Gooey, Glorious Goat’s Milk Caramel

Gooey, Glorious Goat’s Milk Caramel
(Courtesy of Crystal Shi)
Crystal Shi
9/17/2015
Updated:
12/31/2018

Step aside, old Bessie, and make way for goat’s milk, an under-featured but well-deserving player in the dairy game. Big Picture Farm, a small goat dairy and farmstead confectionary and creamery in Vermont, showcases goat milk—fresh from its own herd—in its award-winning cheeses and caramels.

I tried the Goat Milk Chai Caramels, deliciously addictive little gems infused with plenty of chai flavor. I was immediately smitten with the packaging, featuring charming, lopsided line sketches of the farm’s goats, each identified by name. The caramels inside came individually wrapped, adorned with miniature goat doodles that matched those on the box.

At first bite, they were delightfully chewy and stick-to-your-teeth sweet, but quickly melted into smooth, rich, and creamy bliss. The chai spices shone through at once. Strong, warm, and comforting tones of ginger, cinnamon, and a motley mixture of others lent a wonderful depth of flavor, elevating the caramels beyond the simple sweetness of sugar and putting a welcome and delectable twist on your typical confection.
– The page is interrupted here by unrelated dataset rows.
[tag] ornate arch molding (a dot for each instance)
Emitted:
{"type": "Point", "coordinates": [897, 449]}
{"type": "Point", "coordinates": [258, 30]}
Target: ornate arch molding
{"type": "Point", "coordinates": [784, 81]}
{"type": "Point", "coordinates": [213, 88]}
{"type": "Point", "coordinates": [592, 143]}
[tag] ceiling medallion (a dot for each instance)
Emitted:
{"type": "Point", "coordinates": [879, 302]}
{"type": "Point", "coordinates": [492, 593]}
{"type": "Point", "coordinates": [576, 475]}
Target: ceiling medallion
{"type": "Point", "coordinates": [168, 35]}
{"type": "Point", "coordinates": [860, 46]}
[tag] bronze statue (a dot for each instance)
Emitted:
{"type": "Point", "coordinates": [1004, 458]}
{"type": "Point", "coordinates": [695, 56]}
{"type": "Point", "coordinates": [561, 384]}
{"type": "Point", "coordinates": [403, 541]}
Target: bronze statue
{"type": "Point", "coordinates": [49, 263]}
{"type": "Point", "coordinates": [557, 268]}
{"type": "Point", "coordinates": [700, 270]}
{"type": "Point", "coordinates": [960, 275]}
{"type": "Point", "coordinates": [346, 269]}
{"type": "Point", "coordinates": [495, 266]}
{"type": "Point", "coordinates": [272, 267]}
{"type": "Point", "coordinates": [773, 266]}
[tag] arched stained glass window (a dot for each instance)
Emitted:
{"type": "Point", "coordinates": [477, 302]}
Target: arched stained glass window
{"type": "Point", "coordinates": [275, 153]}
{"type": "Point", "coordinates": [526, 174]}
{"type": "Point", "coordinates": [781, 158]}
The flavors were reminiscent of chilly autumn weather and fuzzy winter sweaters, but I recommend enjoying them year-round regardless—any time that calls for a sweet treat or surefire pick-me-up (read: all the time).

Fat Toad Farm, another small, family-run, pasture-to-table business in Vermont, specializes in goat’s milk caramel, with a traditional Mexican sauce known as “cajeta.” Though it offers a variety of flavors, I sampled its most basic, consisting of only two ingredients: goat’s milk and sugar. The caramel was velvety smooth and mildly sweet, with a subtle but unmistakable tang from the fresh milk—much more than the sum of its parts.

(Courtesy of Crystal Shi)
(Courtesy of Crystal Shi)

Fat Toad Farm painstakingly hand stirs its caramel in small batches, over the course of five hours, in traditional copper kettles, a testament to its dedication to quality, simplicity, and just really, really good caramel. The result is an unusually thin but incredibly creamy sauce, with an intriguing balance of richness and lightness that is both delightful and dangerously moreish. I would imagine it to be delicious drizzled over apple slices or vanilla ice cream, baked into a batch of fudge-y brownies, or swirled into a mug of steaming hot chocolate. Unfortunately, I'll have to leave the experimentation up to you. My supply is already being quickly depleted, devoured in its simplest, and purest form: straight from the jar, one euphoric (and absolutely shameless) spoonful after another.

Crystal Shi is an incurable sweets addict and San Diegan-at-heart currently eating her way through college in Berkeley, Calif.
Crystal Shi is the food editor for The Epoch Times. She is a journalist based in New York City.